Sabtu, Oktober 10, 2009

'Nyampah' Sampai Tua

Saat membaca buku-buku tentang keterampilan interpersonal dan cara berkomunikasi efektif, kita seringkali di warning tentang bukan hanya penting APA yg ingin kita sampaikan pada orang, tapi BAGAIMANA cara kita menyampaikannya. Akan ada perbedaan yg besar pada DAMPAK, jika kita tau cara yg baik buat menyampaikan apapun yg baik atau tidak baik.
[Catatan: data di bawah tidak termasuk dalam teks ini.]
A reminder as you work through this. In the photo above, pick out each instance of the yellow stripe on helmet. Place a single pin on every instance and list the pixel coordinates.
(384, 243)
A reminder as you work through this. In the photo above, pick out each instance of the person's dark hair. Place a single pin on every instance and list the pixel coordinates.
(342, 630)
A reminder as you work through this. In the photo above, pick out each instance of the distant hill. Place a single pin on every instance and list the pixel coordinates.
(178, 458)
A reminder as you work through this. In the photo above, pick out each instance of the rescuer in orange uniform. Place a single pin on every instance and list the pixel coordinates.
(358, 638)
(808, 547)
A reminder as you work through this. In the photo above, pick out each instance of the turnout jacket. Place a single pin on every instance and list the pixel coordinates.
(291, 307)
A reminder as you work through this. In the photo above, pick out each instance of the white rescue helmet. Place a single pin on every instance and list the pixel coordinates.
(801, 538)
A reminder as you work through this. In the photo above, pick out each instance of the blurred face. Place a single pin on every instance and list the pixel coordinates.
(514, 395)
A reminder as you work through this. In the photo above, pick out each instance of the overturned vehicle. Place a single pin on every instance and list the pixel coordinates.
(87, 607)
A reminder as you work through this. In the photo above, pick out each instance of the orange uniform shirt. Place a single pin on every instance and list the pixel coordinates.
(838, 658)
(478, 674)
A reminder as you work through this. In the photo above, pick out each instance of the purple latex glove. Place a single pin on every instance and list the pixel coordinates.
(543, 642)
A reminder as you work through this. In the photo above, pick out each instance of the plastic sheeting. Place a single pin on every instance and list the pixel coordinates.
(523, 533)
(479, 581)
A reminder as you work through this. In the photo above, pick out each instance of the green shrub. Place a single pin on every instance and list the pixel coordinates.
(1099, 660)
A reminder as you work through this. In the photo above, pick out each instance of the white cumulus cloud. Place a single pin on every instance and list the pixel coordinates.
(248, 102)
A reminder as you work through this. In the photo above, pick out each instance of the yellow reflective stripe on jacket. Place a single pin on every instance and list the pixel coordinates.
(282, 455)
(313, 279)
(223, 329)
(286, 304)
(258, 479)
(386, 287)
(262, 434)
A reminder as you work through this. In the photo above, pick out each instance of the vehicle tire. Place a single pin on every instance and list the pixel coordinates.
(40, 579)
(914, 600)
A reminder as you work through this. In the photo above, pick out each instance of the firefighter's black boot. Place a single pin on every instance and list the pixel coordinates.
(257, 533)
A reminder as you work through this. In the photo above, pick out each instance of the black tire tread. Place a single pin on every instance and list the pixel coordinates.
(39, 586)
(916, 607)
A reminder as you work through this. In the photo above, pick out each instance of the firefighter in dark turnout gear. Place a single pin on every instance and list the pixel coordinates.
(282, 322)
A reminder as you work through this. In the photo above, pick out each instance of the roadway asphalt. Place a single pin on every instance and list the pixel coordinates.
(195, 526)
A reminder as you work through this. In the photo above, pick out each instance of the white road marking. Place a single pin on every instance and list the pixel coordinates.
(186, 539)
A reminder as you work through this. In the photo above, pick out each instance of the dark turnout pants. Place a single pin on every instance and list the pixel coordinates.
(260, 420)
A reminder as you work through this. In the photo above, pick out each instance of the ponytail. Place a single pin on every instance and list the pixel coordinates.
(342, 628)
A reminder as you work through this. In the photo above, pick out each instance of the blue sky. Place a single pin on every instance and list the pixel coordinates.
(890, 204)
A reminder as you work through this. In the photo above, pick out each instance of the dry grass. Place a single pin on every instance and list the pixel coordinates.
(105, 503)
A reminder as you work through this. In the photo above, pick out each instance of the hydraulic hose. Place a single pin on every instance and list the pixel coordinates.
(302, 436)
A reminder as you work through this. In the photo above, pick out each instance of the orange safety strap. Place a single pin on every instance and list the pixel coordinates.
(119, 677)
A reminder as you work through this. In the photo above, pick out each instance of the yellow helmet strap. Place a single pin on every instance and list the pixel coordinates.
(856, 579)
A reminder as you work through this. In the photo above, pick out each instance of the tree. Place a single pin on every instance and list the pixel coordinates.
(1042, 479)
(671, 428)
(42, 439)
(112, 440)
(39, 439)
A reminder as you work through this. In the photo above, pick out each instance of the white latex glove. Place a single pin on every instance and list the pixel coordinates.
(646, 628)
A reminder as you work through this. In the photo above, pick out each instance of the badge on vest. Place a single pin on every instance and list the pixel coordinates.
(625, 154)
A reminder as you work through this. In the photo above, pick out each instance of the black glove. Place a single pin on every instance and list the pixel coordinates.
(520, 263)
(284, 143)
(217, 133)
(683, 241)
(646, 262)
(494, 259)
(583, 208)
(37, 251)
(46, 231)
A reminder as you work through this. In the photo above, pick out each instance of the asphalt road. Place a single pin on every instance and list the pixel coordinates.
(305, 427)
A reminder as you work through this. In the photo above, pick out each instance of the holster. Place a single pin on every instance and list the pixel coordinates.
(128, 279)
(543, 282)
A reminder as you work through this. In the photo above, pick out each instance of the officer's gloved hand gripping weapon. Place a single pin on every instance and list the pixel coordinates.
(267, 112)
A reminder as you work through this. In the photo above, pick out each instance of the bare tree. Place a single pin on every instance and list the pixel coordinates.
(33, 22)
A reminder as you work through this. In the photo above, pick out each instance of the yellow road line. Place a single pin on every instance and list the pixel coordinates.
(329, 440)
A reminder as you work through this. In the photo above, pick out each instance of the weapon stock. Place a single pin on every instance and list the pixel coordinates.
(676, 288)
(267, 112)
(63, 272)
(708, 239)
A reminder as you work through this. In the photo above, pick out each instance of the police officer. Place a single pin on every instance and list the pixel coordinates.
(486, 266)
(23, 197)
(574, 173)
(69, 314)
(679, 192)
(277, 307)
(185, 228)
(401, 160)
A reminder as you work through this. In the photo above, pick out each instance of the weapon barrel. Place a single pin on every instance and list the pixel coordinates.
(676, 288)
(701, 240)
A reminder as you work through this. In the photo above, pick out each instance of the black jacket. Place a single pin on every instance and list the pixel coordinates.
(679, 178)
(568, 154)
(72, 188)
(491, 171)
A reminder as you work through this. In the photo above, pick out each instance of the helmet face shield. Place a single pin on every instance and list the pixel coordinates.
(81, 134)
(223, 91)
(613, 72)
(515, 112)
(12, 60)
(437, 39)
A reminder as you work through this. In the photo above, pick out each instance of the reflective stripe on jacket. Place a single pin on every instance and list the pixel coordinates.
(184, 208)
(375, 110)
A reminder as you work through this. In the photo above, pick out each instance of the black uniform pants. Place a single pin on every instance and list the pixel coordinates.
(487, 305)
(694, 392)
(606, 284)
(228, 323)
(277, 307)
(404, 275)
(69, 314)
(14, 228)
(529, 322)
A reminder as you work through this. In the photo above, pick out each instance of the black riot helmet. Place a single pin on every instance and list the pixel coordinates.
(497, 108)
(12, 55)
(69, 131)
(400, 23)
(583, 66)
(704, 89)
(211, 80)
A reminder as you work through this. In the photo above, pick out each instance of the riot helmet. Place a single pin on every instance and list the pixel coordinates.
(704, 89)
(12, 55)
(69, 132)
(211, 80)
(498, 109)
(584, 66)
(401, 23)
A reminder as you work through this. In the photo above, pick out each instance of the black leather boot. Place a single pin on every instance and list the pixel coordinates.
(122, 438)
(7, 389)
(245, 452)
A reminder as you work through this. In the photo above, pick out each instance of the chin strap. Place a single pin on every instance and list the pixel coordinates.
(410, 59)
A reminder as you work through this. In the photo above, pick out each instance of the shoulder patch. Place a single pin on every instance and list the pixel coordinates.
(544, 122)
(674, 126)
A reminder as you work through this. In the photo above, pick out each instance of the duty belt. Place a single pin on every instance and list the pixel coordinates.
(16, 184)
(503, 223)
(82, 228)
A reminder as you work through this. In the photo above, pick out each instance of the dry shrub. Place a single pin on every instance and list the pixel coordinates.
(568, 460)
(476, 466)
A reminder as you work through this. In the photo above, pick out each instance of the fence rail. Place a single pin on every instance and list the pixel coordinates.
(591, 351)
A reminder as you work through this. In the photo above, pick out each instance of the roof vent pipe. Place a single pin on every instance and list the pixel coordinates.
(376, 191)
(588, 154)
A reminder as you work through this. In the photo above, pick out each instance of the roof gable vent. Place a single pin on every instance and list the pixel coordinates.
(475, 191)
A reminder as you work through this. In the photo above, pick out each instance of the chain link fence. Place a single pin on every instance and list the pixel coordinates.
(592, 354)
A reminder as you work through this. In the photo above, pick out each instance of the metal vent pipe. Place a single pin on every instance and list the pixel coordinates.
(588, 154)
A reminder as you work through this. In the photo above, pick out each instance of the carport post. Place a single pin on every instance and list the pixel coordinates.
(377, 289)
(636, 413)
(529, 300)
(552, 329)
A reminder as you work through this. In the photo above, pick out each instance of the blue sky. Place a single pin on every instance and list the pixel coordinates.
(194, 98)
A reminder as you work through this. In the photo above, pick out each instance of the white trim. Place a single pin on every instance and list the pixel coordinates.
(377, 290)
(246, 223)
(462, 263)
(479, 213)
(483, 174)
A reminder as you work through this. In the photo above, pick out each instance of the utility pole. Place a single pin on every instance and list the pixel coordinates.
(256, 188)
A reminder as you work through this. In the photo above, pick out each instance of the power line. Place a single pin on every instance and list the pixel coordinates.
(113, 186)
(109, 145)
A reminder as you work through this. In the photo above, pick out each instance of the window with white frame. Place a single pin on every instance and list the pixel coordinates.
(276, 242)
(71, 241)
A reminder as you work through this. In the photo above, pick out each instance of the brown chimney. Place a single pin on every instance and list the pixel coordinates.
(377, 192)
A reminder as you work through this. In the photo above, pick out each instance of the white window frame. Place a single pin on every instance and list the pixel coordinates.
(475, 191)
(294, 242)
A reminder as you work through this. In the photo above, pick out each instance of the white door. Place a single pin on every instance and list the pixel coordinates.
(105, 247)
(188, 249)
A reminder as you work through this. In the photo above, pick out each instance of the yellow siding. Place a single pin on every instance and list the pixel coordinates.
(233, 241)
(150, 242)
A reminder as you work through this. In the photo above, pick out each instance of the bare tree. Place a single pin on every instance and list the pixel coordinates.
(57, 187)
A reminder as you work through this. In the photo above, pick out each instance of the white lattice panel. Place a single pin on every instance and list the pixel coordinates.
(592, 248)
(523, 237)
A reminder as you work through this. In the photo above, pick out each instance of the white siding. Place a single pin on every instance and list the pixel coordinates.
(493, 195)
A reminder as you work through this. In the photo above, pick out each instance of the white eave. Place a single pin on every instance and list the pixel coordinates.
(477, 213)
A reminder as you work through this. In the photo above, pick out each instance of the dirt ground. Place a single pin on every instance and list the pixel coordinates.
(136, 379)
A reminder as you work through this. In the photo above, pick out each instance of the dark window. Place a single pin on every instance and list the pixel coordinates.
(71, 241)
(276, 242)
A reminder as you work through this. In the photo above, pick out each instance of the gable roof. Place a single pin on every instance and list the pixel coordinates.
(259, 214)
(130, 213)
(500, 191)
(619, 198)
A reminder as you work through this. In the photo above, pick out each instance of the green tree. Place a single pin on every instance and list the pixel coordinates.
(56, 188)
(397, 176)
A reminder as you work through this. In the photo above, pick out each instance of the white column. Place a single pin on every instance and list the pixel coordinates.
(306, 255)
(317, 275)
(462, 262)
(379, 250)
Tapi saat ini aku berpikir lain. Bagaimanapun halusnya cara seseorang, jika isinya SAMPAH, ya tetap akan ngefek ga enak di hati.

Nyampah ya nyampah, talking rude is undeniably bad, bagaimanapun manisnya proses nyampah itu.

Aku percaya content has its own power. Jadi PR kita tidak hanya belajar how to talk, tapi berlatih untuk memilih what to talk about. Dan sungguh, ini ga bisa dibuat-buat.

Untuk menjadi orang yg terbiasa bicara baik, kita kudu punya paradigma bahwa bicara baik itu keharusan.
Dan untuk menjadi orang yang terbiasa bicara sampah, ga sulit buat kita. Cukup anggap aja itu hak kita, dan no big deal buat orang. See? Sangat gampang buat jadi orang yang hobi nyampah. Bahkan kita menyaksikan pada tiap komunitas, sering kali ada saja sosok yang hobi nyampah bahkan saat dirinya sudah beranjak tua. Paralelisme antara usia dan kearifan ternyata sering kali tidak berlaku. Ekspektasi bahwa semakin berumur seseorang akan makin tinggi tendensinya untuk bijaksana kerapkali hanya sebuah misasumsi.

Sedih sekali jika menyaksikan bahwa mereka yang kita hormati karena senioritasnya, kerapkali masih merasa ‘masih jaman’ untuk berkata-kata sampah yang ga selayaknya. Masa iya sih, kita rela untuk nyampah sampai tua?